Prompted by the raising concerns of the American population over how the company gathers and manages the massive amounts of data it comes across every day, Google has revealed on Monday a new website designed to answer frequently asked questions about online security.
It’s been years since users were given control over various privacy and security settings. For example, Google allowed them to choose whether they wanted their browser to save history and location map – one of the strongest tools of Google’s targeted advertising.
But because you could change settings from all over the web, from websites not that easy to find, these sometimes confusing controls were, more often than not, left unmanaged.
However, that is about to change, as Google created the possibility to use My Account in order to have all the controls in one place. This is your go-to place if you want a privacy checkup or a security checkup, and if you want to see the places on the Internet where you have public or private data.

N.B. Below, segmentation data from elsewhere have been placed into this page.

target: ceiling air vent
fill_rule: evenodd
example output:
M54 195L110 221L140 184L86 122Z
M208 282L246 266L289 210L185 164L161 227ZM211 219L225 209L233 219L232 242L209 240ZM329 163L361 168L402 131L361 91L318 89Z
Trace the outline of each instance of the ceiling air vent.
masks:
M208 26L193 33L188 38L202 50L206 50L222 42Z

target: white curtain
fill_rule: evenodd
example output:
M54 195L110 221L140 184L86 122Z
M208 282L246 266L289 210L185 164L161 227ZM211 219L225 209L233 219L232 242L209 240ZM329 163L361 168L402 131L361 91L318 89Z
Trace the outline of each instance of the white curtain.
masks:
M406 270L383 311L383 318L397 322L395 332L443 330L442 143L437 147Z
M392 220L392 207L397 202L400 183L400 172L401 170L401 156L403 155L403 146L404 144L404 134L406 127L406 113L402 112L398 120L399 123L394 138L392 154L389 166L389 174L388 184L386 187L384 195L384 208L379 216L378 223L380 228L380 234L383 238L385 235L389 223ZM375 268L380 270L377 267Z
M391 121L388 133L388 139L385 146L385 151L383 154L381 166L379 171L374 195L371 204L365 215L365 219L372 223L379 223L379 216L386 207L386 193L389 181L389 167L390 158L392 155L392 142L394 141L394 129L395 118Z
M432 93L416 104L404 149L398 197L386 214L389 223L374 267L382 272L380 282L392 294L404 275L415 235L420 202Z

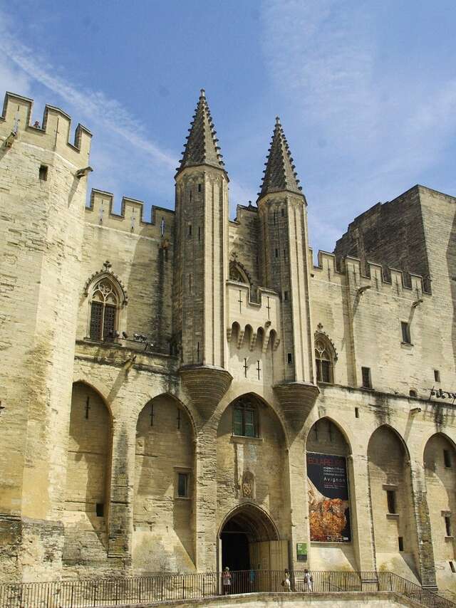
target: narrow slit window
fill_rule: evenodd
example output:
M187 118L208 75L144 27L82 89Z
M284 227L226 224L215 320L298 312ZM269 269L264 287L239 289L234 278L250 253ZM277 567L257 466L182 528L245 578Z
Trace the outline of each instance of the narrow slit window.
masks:
M400 328L402 330L402 341L404 344L411 344L410 338L410 323L405 321L400 322Z
M258 409L249 400L240 400L233 407L233 435L258 437Z
M451 533L451 515L447 515L445 519L445 531L447 536L452 536Z
M46 164L42 164L40 167L39 170L39 177L40 179L42 179L43 182L46 182L48 179L48 167Z
M388 502L388 513L396 513L396 493L394 490L386 491L386 500Z
M372 381L370 379L370 367L361 367L361 375L363 377L363 389L371 389L372 388Z
M188 473L177 473L177 496L180 498L188 498Z

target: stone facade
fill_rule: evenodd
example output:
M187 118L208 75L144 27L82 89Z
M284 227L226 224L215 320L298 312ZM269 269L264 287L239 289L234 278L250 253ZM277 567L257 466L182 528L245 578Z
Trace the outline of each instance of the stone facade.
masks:
M237 555L452 592L456 199L415 186L314 266L278 120L229 221L202 92L175 211L148 221L100 190L86 206L90 132L68 143L51 107L31 127L31 104L7 94L0 118L1 579ZM311 538L316 453L346 462L347 542Z

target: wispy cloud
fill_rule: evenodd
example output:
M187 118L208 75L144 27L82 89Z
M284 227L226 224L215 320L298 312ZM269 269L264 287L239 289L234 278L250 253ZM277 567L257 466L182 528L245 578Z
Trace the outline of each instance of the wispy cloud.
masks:
M382 14L366 6L263 4L264 56L277 95L286 97L292 138L307 146L300 156L311 170L309 181L304 174L311 234L325 248L355 215L438 164L456 131L456 78L400 65L400 52L383 63Z
M0 12L0 52L7 60L0 66L0 87L38 103L43 97L86 125L95 136L91 162L95 173L91 183L113 192L118 204L123 194L134 197L138 190L169 194L170 202L177 154L145 136L144 125L118 100L62 76L61 66L11 36L11 18ZM138 187L134 192L135 182Z

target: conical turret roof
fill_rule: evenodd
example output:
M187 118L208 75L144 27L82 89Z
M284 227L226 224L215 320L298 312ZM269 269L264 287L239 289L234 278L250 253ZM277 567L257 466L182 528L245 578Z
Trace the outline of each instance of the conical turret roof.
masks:
M224 169L224 163L222 160L220 148L217 146L219 140L215 137L217 132L214 130L204 89L201 89L189 132L177 172L199 164L209 164L218 169Z
M288 142L284 135L284 130L278 116L276 117L276 126L271 141L271 147L268 152L267 160L264 164L266 165L264 171L264 177L261 192L258 193L260 199L265 194L283 190L302 194L302 188L299 186L299 180L294 171L294 164L293 164Z

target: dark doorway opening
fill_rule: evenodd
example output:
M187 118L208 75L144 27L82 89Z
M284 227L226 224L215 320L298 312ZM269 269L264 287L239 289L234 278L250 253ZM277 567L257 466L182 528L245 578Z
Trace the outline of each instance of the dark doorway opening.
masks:
M225 528L227 526L225 526ZM222 539L222 566L228 566L230 570L248 570L250 569L249 539L244 532L224 531Z

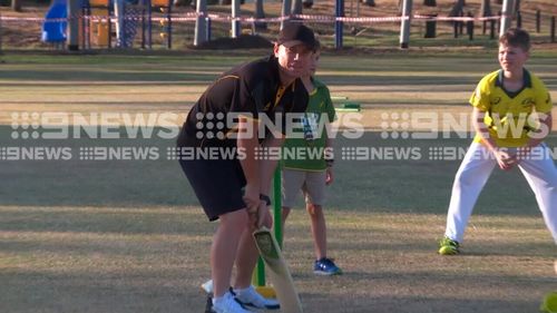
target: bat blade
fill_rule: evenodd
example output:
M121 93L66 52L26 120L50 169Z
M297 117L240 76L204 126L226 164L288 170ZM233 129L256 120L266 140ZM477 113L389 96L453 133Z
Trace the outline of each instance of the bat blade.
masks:
M294 281L275 237L266 227L255 231L253 237L261 257L267 265L268 276L273 282L276 299L281 303L281 312L302 313L302 303L297 296Z

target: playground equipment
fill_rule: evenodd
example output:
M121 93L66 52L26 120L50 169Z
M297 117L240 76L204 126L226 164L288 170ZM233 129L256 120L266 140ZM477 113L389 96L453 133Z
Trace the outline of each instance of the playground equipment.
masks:
M66 0L63 0L66 1ZM131 48L140 23L140 47L153 47L153 13L160 11L160 37L172 48L172 0L84 0L81 46L85 49ZM114 40L116 37L116 40ZM113 43L115 42L115 43Z
M55 47L62 47L66 42L66 28L68 22L68 3L66 0L53 1L50 9L45 16L42 23L41 40L47 43L52 43Z
M113 22L111 6L108 0L89 0L82 7L82 13L88 19L82 19L81 29L85 31L81 36L81 46L86 49L91 48L91 41L97 47L110 48ZM94 17L94 18L91 18Z
M148 28L148 36L147 36L147 46L152 48L152 38L153 38L153 25L152 25L152 10L156 9L159 10L163 13L163 18L160 19L160 38L165 39L165 46L167 49L172 49L172 0L144 0L146 3L144 7L147 7L147 28ZM145 25L145 23L144 23Z

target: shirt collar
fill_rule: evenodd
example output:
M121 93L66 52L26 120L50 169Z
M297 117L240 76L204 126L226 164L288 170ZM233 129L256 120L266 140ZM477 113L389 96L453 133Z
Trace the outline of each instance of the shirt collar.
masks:
M497 80L495 81L495 86L502 88L502 81L505 79L502 69L499 70L499 75L497 76ZM524 69L524 75L522 75L522 89L524 88L531 88L531 77L530 72Z

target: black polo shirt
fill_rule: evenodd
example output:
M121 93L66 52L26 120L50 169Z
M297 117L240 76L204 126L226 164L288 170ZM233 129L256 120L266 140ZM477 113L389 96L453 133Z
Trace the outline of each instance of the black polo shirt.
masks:
M237 66L223 74L189 111L178 136L179 147L235 147L234 123L238 115L264 118L282 125L285 114L304 113L307 91L296 79L281 88L278 60L274 56ZM277 113L282 113L282 118ZM277 120L277 118L281 118ZM268 134L266 134L268 136Z

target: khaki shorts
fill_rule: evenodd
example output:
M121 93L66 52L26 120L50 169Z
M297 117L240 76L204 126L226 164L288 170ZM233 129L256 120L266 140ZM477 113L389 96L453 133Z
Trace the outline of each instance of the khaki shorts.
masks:
M309 172L296 169L282 170L282 206L294 207L300 190L305 203L324 205L326 170Z

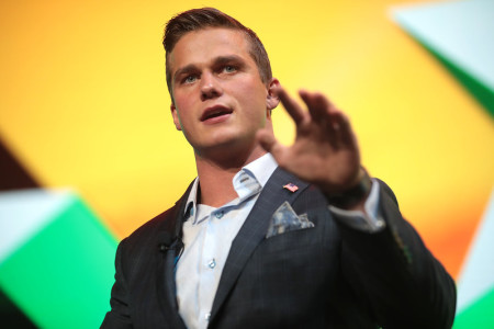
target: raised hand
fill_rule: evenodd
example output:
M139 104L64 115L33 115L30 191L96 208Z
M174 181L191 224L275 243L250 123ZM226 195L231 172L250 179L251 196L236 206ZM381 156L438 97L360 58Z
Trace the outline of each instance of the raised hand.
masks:
M259 143L278 164L316 184L328 196L357 185L364 171L348 117L322 93L299 92L308 111L283 88L278 87L274 93L296 125L295 141L289 147L281 145L272 133L258 132Z

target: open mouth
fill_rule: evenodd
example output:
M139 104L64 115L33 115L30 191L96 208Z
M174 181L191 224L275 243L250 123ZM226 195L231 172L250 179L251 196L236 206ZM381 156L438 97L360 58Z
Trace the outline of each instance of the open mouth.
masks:
M201 121L202 122L204 122L204 121L212 121L212 120L214 120L216 117L221 117L221 116L228 115L228 114L232 114L232 113L233 113L233 111L231 109L228 109L228 107L225 107L225 106L213 106L213 107L206 109L204 111L204 113L201 116Z

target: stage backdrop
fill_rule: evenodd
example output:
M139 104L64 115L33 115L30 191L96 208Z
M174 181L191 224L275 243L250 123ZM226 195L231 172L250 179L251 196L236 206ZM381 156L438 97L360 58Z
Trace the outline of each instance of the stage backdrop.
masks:
M0 326L102 320L117 241L195 177L161 37L210 5L258 33L289 91L348 113L364 166L457 280L456 328L492 328L493 3L1 1ZM273 121L290 144L281 106Z

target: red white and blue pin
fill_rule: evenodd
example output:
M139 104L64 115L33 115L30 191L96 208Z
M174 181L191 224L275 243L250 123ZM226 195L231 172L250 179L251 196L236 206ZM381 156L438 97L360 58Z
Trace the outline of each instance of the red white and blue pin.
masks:
M299 190L299 186L293 183L288 183L287 185L283 186L283 189L287 189L290 192L294 193L296 192L296 190Z

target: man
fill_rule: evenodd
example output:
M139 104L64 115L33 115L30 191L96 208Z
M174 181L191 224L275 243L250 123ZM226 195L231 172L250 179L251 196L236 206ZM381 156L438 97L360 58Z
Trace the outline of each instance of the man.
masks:
M370 179L347 116L272 78L215 9L167 24L167 83L198 178L124 239L102 328L450 328L454 284ZM280 145L282 102L296 139Z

At the same time, Google’s fresh-from-the-press website also has a section with answers for frequently asked questions. We’ve all wondered, at some point in our surfing on Google whether the company sells any personal data to third parties or exactly how much information do advertisers have on us. Google has now answered all of these.
Guemmy Kim, product manager for settings and account controls, said that the initiative wants to get rid of the unnecessary mystery that usually surrounds privacy and security by making it very approachable for users to change their preferred settings.

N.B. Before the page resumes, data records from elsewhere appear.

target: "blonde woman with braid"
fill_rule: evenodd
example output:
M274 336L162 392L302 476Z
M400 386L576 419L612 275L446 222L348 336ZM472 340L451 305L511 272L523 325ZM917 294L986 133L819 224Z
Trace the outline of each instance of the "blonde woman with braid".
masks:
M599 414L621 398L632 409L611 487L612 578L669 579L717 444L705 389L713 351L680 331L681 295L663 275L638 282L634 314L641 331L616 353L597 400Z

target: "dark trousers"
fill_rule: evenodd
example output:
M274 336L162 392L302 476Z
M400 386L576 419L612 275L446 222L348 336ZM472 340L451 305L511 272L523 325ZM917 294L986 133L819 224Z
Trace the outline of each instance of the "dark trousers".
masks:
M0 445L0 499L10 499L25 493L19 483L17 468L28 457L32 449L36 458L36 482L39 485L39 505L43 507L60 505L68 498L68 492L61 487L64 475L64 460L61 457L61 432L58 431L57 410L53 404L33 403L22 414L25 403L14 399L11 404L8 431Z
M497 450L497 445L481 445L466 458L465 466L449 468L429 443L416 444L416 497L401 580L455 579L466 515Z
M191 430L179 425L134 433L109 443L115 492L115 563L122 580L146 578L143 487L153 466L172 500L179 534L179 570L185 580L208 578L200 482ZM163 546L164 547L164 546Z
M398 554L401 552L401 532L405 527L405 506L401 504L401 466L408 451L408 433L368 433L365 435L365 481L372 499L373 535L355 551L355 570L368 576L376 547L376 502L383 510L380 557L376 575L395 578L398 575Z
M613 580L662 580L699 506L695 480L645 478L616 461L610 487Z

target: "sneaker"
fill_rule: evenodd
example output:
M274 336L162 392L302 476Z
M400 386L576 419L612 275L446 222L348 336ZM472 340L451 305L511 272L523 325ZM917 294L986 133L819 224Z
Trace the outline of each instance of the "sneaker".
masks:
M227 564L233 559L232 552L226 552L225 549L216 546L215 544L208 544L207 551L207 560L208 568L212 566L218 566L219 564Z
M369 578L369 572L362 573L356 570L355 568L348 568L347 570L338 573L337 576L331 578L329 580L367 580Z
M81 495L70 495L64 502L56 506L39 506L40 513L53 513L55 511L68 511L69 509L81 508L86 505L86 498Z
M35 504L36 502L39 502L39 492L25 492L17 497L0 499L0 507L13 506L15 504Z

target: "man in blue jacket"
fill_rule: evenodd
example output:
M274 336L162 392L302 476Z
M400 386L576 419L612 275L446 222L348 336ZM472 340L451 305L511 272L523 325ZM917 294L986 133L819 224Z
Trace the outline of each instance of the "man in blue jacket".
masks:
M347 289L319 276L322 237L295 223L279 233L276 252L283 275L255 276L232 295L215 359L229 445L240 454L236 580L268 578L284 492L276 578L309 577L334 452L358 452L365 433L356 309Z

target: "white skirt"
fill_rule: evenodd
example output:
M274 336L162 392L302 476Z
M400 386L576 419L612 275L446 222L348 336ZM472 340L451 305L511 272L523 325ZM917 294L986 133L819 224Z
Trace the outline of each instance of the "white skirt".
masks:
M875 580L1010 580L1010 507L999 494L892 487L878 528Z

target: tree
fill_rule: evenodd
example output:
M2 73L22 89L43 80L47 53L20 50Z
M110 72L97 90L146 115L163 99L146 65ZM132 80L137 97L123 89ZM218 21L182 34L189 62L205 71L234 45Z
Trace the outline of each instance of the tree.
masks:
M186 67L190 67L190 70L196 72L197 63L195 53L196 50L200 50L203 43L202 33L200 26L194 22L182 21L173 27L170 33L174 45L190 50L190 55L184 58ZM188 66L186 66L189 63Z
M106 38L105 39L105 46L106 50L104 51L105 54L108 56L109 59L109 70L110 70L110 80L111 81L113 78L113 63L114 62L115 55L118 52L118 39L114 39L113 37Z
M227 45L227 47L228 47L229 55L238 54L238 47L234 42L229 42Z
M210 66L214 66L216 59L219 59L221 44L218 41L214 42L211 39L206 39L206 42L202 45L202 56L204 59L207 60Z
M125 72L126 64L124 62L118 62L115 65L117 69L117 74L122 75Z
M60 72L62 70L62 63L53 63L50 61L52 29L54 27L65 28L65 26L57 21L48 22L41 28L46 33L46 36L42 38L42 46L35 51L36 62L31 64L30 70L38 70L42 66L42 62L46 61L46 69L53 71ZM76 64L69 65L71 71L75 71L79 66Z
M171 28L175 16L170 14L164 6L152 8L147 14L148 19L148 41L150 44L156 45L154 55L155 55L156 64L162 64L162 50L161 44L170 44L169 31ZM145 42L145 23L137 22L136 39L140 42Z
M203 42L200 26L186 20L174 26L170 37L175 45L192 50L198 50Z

Ever since we entered this very close relationship we share with the Internet – most of our daily activities have one connection or another with the online – people have started wondering more and more about data control, which has also become a subject for controversy.
One of the hottest topics on the subject began in 2013, when Edward Snowden helped put a lot of scrutiny on Google, Facebook and Apple.

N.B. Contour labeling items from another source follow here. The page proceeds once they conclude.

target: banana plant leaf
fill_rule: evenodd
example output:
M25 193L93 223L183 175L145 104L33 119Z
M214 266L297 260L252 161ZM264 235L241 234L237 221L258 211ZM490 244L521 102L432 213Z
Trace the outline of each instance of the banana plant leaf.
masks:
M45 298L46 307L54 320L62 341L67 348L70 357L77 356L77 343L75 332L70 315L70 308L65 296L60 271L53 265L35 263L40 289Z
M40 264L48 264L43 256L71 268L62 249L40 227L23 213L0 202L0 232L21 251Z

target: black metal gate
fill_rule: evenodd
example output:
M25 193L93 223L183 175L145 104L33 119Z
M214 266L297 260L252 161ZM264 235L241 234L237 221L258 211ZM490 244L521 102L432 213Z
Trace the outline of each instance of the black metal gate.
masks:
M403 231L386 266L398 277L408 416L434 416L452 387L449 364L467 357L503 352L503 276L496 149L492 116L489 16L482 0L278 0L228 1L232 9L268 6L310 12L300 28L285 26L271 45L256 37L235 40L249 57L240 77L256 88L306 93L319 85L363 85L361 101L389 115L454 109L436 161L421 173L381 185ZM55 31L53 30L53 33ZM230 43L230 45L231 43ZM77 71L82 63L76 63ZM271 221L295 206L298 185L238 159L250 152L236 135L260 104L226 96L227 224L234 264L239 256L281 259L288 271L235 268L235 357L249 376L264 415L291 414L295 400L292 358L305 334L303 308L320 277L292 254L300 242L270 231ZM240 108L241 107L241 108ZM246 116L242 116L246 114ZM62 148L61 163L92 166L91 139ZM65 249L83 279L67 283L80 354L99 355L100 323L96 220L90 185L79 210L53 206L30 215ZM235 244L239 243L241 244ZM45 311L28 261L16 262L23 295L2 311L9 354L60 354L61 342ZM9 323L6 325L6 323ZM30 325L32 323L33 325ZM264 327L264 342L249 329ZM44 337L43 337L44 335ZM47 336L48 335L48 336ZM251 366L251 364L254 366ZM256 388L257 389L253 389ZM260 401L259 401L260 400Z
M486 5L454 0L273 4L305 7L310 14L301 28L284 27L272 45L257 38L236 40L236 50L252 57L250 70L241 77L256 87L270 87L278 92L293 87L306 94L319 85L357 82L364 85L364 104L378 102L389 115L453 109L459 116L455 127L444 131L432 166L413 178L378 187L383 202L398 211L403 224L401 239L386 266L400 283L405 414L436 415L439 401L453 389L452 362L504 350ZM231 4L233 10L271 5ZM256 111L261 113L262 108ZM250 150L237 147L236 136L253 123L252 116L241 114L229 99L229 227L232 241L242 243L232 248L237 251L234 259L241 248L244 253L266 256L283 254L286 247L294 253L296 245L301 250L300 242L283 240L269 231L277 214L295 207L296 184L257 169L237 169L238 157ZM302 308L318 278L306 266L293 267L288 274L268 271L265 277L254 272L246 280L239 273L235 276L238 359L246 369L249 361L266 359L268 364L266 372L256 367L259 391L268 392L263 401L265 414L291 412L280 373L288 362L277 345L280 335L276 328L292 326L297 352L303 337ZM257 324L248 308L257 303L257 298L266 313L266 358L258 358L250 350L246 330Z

Such companies who are known for dealing with enormous amounts of data were put on the spot after Snowden leaked classified documents about the unethical practices of the U.S. National Security Agency, which turned out to be tuned to the American’s phone conversations a bit more intimately than it was previously believed.
A recent Pew survey showed that only 9 percent of the respondents felt they had a “lot” of control over how public or private their online data was.